Maintenir à bout de bras une économie en favorisant la survie d’activités dépassées, en finançant des programmes massifs d’infrastructures et en maintenant des taux d’intérêt très bas a déjà trop duré. Il en a résulté une bulle spéculative dans les matières premières et l’immobilier dont l’éclatement serait redoutable. Il est maintenant question de diminuer le soutien à court terme et d’accroître la maitrise financière, mais le temps n’est plus où la PBoC faisait la pluie et le beau temps, en raison du développement effréné du shadow banking et des implications des banques publiques dans son financement. Le vieux système témoigne d’une grande inertie, tandis que la dynamique dont est porteur le nouveau n’entraîne qu’une partie de la société, qui plus est sur une mauvaise pente.

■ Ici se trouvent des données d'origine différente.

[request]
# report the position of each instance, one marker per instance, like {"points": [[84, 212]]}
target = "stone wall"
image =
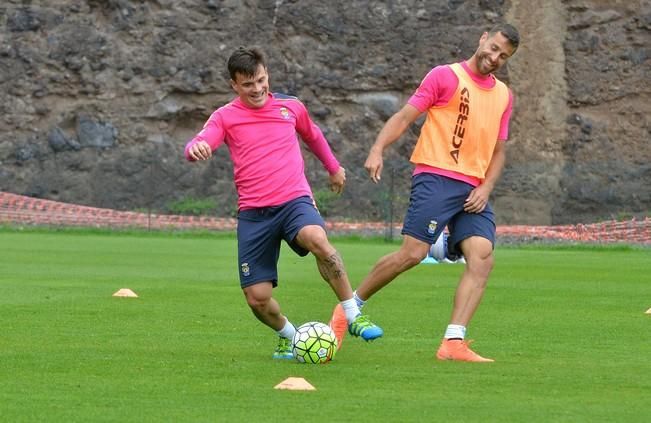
{"points": [[99, 97]]}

Là est toute la difficulté.
Faute de parvenir à stabiliser la situation, et en raison d’un nouveau ralentissement de la croissance qui attiserait les tensions sociales et accentuerait les fuites de capitaux à l’étranger, pesant encore davantage sur la valeur d’un yuan déjà à son plus bas depuis huit ans, les conditions d’un affrontement avec l’Amérique de Donald Trump se réunissent. Ce dernier pourrait mettre à exécution ses menaces de taxation massive des importations chinoises. Le gouvernement chinois pourrait de son côté faire vibrer la fibre nationaliste, avec comme théâtre un face à face militaire en mer de Chine méridionale, dans un contexte de forte augmentation des crédits militaires américains.